Diabetes Management

Facts About Diabetes

For the year ended 30 June 2009, there were 520 major lower limb amputations in New Zealand, of which 212 were listed by the Ministry of Health as caused by diabetes (41%). Of these, 21% were for Maori and 5% were for Pacific Island people.

How Can I Save My Other Leg?

If your amputation was related to poor circulation and/or diabetes, the other leg remains at high risk for loss. The chief problem for a person with diabetes is often the loss of protective sensation in the foot. There are several basic things you can do to compensate for this if you have diabetes, you should never walk barefoot. Carpeted and even bare floors at home may conceal hazards like needles or bits of glass that can produce injuries that go unnoticed until a limb-threatening abscess forms.

  • First, if you have diabetes, you should never walk barefoot. Carpeted and even bare floors at home may conceal hazards like needles or bits of glass that can produce injuries that go unnoticed until a limb-threatening abscess forms.
  • Second, if you have diabetes you should examine your foot carefully every day for evidence of injury or redness indicating areas of excess pressure or friction. If your eyesight has been affected by diabetes, have a family member or friend do this for you.
  • Third, see an orthotist and obtain properly fitted shoes which should be custom moulded if you have any prominent foot bones or a history of foot ulcers.
  • Fourth, shake out your shoes each day before putting them on to dislodge any objects, such as pebbles, before they can produce an ulcer.

If a foot ulcer occurs, treatment must be prompt and effective to avoid limb-threatening infection. A foot abscess in someone with diabetes is a dire emergency requiring prompt, wide surgical drainage to save as much of the foot as possible. Unfortunately, many people with diabetes, because of denial related to the loss of protective sensation in the foot, fail to seek help for initially minor infections for days or weeks until it may become impossible to save the foot.

Another major action that people with diabetes can take to reduce the chance of a second amputation is keeping their blood sugar levels under tight control. Constant high blood sugar levels lead directly to blindness, kidney failure and loss of foot sensation ending in amputation. High sugar levels also interfere with white blood cell functions, impairing the body’s ability to ward off infection.

In your zeal to take the best possible care of your remaining foot, do not forget your residual limb and its partner, your prosthesis.
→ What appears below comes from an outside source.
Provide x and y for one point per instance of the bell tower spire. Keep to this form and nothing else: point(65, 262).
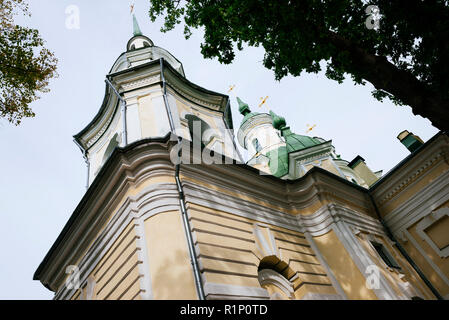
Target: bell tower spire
point(136, 28)
point(138, 40)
At the interface where they meet, the residual limb may endure hundreds to thousands of weight-bearing and sliding forces during the usual day of walking. Because the lack of protective sensation in people with diabetes may extend into the residual limb, a daily skin check for any redness indicating friction or excessive pressure is required. These or any other problems not immediately solved by sock adjustments should send you promptly to your prosthetist for evaluation. If skin ulceration has occurred, you should immediately stop walking on your prosthesis and seek medical advice. Continued use of the prosthesis can turn an inconvenience of a few days into weeks of healing or even revision surgery

These suggested precautions provide a blueprint for maintaining your other foot indefinitely by stopping the vicious cycle of events leading to amputation. The first step, however, is to accept the fact that no-one should care more about your foot than you. If you can also overcome the human tendency to deny the possibility of a second amputation, you are halfway to your goal of preventing it, despite the statistics. The time to get serious about it is now.